Jim, once his wife gets her US Citizenship, she would then automatically be a Dual Citizen. What is the extra 2 years for? Also, as far as I know, the US doesnt require naturalized citizens to give up their prior citizenship (as some countries do), so she wouldnt enter the Philippines as a Balikbayan, she would enter as a regular Philippine citizen.

I thought Balikbayan was for a Philippines citizen who gained a second citizenship, gave up their Pinoy citizenship, then applied for it back at a later time. As long as she doesnt give it up after gaining US citizenship, she should be good to go in both countries.


----------



## Palawenio (Mar 4, 2014)

Children born of Canadian or U.S. citizen in a country outside Canada or the United States: they are deemed Canadian or U.S. citizens, BUT : the Canadian or American parent have to apply for the child's recognition as such to their respective governments.

You need to fill out and submit a Citizenship application form together with the child's birth certificate, the ultrasound image of the pregnant mother, a letter from the doctor who delivered the baby, ID pictures, and lastly, pay the processing fee which is not much. 
Of course the Canadian or American parent have to submit their own passport / other gov't ID to the Consulate.


----------



## Nickleback99 (Aug 6, 2011)

Thanks. Child will be born in U.S. where we live now. Will move to PI in 2016 sometime ...so no paperwork needed This end or for US citizenship. But not sure about paperwork for cold moving To Philippines with an American dad and Filipina mom. Mom may or may not have dual citizenship then as will be up to her. I was told she Should go ahead and get US citizenship too and then just have Both "in her pocket" so to speak.


----------



## JimnNila143 (Jul 23, 2013)

*Balikbayan*



HondaGuy said:


> Jim, once his wife gets her US Citizenship, she would then automatically be a Dual Citizen.
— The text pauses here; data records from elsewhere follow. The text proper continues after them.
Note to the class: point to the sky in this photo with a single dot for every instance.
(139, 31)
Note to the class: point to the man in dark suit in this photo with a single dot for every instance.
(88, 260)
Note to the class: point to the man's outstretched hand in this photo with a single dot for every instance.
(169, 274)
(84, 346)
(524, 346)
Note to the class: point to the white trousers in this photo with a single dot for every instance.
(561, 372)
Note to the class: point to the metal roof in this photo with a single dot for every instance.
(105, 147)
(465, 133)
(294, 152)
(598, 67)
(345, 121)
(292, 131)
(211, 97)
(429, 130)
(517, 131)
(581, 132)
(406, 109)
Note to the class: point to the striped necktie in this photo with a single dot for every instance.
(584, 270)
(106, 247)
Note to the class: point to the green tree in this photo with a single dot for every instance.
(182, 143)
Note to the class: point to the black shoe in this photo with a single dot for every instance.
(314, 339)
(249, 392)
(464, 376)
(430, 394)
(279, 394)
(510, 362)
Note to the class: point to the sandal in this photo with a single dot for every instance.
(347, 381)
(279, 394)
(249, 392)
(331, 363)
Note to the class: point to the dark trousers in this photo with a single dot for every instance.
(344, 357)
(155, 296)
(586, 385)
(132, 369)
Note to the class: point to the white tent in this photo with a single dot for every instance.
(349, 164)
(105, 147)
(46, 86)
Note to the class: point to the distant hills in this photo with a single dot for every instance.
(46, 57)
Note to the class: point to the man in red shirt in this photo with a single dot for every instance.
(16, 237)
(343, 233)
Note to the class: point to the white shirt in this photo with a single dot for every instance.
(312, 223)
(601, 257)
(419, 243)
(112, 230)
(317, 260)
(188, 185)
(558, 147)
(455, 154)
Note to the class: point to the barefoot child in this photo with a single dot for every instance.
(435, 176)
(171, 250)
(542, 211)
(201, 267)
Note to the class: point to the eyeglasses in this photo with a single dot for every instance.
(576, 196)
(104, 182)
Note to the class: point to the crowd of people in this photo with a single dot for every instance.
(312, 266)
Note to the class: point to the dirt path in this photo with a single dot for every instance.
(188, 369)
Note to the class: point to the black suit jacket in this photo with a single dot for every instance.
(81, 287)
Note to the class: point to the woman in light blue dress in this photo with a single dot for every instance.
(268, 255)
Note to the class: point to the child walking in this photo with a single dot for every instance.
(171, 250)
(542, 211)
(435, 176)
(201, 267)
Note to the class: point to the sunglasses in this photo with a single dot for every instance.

What is the extra 2 years for? Also, as far as I know, the US doesnt require naturalized citizens to give up their prior citizenship (as some countries do), so she wouldnt enter the Philippines as a Balikbayan, she would enter as a regular Philippine citizen.
> 
> I thought Balikbayan was for a Philippines citizen who gained a second citizenship, gave up their Pinoy citizenship, then applied for it back at a later time. As long as she doesnt give it up after gaining US citizenship, she should be good to go in both countries.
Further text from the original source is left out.